Vivons-nous la fin d’un modèle, d’un cycle historique ? Ce qui est certain, c’est que les modèles de réussite qui ont fondé l’organisation de nos entreprises (et de nos Etats), sont de moins en moins adaptés au monde d’aujourd’hui.

Je vous propose donc aujourd’hui de réfléchir à des actions qui permettraient à nos entreprises de vivre sereinement et durablement malgré, et avec, les mutations profondes de notre environnement économique et social. 

Changer de modèle pour nos entreprises ?

Des philosophes et autres penseurs proclament que nous vivons la fin d’un cycle. Les crises que nous vivons ne seraient que les manifestations visibles d’un changement majeur des modèles (paradigmes), dans le monde entier.

L’échelle est vaste (cycles de plusieurs centaines d’années, la planète entière) et je me sens bien incapable d’avoir un avis global.

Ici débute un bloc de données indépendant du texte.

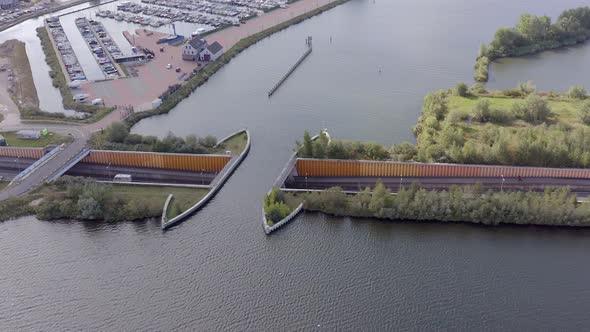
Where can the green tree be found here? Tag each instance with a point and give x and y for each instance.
(533, 109)
(526, 87)
(380, 199)
(507, 39)
(461, 89)
(534, 27)
(117, 132)
(577, 92)
(307, 145)
(435, 104)
(584, 114)
(483, 50)
(404, 151)
(481, 110)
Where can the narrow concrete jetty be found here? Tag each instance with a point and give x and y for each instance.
(284, 78)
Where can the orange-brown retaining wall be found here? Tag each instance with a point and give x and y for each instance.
(324, 167)
(33, 153)
(183, 162)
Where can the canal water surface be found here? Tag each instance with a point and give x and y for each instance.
(372, 63)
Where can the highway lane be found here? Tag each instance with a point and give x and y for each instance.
(79, 134)
(578, 186)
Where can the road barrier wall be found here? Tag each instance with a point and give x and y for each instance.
(215, 186)
(32, 153)
(175, 161)
(328, 167)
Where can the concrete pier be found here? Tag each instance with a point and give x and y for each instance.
(284, 78)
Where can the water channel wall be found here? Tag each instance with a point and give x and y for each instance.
(217, 183)
(280, 183)
(327, 167)
(184, 162)
(31, 153)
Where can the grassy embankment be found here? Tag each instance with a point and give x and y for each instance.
(24, 92)
(51, 138)
(236, 144)
(556, 207)
(118, 137)
(534, 34)
(84, 199)
(59, 81)
(510, 127)
(204, 75)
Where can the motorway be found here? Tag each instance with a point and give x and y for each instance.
(79, 134)
(141, 174)
(581, 187)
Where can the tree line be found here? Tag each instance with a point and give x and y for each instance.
(118, 137)
(533, 34)
(556, 207)
(324, 148)
(443, 135)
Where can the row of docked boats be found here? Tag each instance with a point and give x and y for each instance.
(132, 18)
(99, 42)
(65, 50)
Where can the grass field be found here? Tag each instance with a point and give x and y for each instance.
(51, 138)
(183, 197)
(564, 111)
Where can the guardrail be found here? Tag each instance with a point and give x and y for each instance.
(216, 185)
(27, 171)
(68, 165)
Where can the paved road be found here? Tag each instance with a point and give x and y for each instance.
(80, 135)
(578, 186)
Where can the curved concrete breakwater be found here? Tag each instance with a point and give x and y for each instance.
(214, 187)
(279, 183)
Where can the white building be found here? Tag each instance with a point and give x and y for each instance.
(193, 48)
(212, 52)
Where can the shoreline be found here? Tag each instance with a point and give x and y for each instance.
(204, 75)
(43, 12)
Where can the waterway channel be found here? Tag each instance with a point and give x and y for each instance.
(372, 63)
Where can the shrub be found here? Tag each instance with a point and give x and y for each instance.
(461, 89)
(584, 113)
(478, 88)
(455, 116)
(481, 110)
(577, 92)
(533, 109)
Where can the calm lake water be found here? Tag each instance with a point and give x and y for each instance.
(218, 271)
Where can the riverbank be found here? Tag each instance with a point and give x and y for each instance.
(534, 34)
(510, 127)
(49, 10)
(172, 216)
(17, 81)
(554, 207)
(204, 75)
(85, 199)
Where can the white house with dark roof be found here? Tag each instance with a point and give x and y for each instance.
(193, 48)
(211, 52)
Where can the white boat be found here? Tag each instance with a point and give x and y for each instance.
(74, 84)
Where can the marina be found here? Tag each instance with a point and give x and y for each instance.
(340, 273)
(68, 57)
(104, 49)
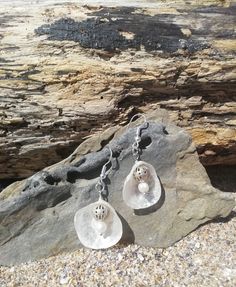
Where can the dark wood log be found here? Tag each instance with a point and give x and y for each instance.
(70, 70)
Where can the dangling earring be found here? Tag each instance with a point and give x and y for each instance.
(98, 225)
(142, 187)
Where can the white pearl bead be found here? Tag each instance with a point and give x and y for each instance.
(100, 227)
(143, 187)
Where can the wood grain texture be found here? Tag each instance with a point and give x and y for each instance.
(70, 70)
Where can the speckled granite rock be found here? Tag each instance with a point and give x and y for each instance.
(36, 215)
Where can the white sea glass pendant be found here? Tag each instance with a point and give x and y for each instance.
(98, 225)
(142, 187)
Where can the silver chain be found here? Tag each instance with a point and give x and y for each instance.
(100, 185)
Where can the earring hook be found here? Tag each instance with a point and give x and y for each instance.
(104, 173)
(100, 186)
(135, 146)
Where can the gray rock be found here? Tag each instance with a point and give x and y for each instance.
(36, 215)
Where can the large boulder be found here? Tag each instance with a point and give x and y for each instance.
(36, 215)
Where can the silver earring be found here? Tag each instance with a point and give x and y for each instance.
(142, 187)
(98, 225)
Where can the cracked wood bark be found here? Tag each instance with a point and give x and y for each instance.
(69, 70)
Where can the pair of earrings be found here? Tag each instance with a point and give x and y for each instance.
(97, 225)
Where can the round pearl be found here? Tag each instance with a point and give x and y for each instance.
(143, 187)
(100, 227)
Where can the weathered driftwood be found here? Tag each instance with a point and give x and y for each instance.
(70, 70)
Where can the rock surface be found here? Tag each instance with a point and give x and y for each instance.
(36, 215)
(68, 70)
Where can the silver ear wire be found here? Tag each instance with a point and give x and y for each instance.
(135, 146)
(100, 186)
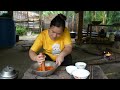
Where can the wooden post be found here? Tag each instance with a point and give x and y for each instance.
(11, 14)
(80, 27)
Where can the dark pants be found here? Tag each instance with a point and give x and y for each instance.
(67, 60)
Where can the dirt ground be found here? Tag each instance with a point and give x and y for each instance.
(18, 57)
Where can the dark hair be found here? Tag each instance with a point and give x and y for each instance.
(58, 21)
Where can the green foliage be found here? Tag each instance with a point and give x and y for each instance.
(20, 30)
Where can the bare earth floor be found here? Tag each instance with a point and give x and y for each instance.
(18, 58)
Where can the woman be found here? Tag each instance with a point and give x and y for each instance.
(55, 41)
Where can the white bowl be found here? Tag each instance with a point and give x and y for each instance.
(80, 65)
(80, 73)
(70, 69)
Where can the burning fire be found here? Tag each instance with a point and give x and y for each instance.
(107, 55)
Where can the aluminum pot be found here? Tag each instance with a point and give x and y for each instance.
(44, 73)
(8, 73)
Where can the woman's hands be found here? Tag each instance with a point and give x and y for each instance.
(59, 60)
(40, 58)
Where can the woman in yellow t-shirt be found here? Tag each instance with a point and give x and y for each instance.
(55, 41)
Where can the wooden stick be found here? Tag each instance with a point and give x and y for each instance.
(43, 66)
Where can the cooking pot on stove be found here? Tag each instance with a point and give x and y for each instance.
(8, 73)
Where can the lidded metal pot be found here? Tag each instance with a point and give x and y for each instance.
(8, 73)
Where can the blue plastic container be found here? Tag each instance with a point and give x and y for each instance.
(7, 33)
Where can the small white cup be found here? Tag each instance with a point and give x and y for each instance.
(80, 65)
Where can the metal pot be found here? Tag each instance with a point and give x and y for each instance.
(8, 73)
(44, 73)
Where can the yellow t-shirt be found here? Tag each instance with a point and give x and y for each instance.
(52, 48)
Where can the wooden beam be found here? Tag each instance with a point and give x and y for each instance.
(80, 27)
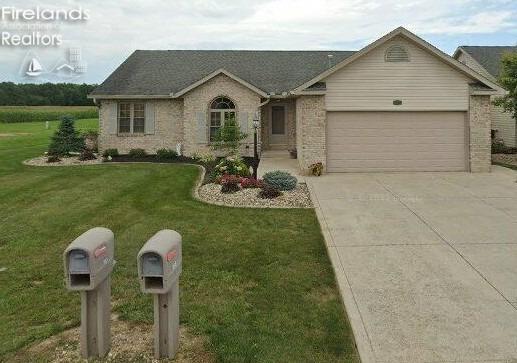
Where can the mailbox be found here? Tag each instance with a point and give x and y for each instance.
(89, 259)
(159, 262)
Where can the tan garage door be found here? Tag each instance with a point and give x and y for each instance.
(396, 141)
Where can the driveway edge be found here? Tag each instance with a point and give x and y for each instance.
(362, 341)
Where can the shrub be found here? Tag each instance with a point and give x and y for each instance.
(53, 159)
(91, 140)
(269, 192)
(137, 153)
(281, 180)
(205, 158)
(87, 154)
(230, 184)
(110, 153)
(66, 139)
(251, 183)
(232, 165)
(316, 169)
(166, 154)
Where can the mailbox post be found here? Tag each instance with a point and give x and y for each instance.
(159, 268)
(88, 262)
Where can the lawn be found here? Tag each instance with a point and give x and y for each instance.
(10, 114)
(256, 283)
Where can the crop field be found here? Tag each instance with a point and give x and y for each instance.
(15, 114)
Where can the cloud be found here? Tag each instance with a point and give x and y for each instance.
(116, 28)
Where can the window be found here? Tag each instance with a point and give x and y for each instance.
(131, 118)
(396, 53)
(222, 110)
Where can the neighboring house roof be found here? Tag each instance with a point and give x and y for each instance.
(162, 72)
(489, 57)
(420, 42)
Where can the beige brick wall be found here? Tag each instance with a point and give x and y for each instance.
(479, 126)
(167, 133)
(199, 99)
(290, 105)
(310, 126)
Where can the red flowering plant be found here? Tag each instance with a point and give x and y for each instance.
(251, 183)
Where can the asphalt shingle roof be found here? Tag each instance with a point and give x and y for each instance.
(489, 56)
(160, 72)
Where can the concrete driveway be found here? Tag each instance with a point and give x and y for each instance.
(426, 262)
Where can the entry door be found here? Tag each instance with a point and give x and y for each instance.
(277, 134)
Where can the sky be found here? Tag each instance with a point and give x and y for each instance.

Par contre, je vois bien les faiblesses d’un état central en France et celles d’entreprises, tout aussi centralisées, dans lesquelles la hiérarchie décide et les subordonnés exécutent.

Je viens de lire le long article de Marc Halevy, La fin du modèle français et du social-étatisme, et il m’inspire des réflexions concrètes, qui pourraient fonder de nouvelles manières d’agir.

Il faut en effet agir, changer nos modèles d’organisation, pour pouvoir nous adapter à un nouvel environnement économique dans lequel les clients sont toujours plus exigeants, les concurrents jaillissent d’endroits où on ne les attendaient pas, et les marges se réduisent.

Des relations infantilisantes et néfastes

Je rencontre régulièrement des chefs d’entreprise qui se plaignent du manque de « conscience professionnelle » ou d’initiatives de leurs salariés.
running with the seagulls

Des salariés qui ne font qu’exécuter, ça signifie que l’entreprise stagne, qu’elle ne peut s’adapter que si les décideurs en perçoivent la nécessité et réussissent à trouver une solution. Mais croyez-vous qu’il existe des décideurs omniscients, et capables de réagir en quelques secondes au moindre changement ? C’est comme si on croyait qu’un groupe d’oiseaux en vol pourraient être gouvernés par un seul oiseau « chef » sans désastres  ! Une entreprise adaptable et réactive, c’est une entreprise dans laquelle chaque individu prend des initiatives, réfléchit et trouve des solutions.

Les chefs d’entreprise qui se plaignent du manque d’initiatives de leurs salariés ont raison. Ce n’est pas bon pour l’entreprise d’avoir des salariés qui ne font que ce qu’on leur demande

Nous pourrions considérer que ce sont les salariés qui ont changé, et qu’on n’y peut donc rien. Mais ce serait accepter que nos entreprises sont vouées à la faillite, faute d’être capable de se renouveler.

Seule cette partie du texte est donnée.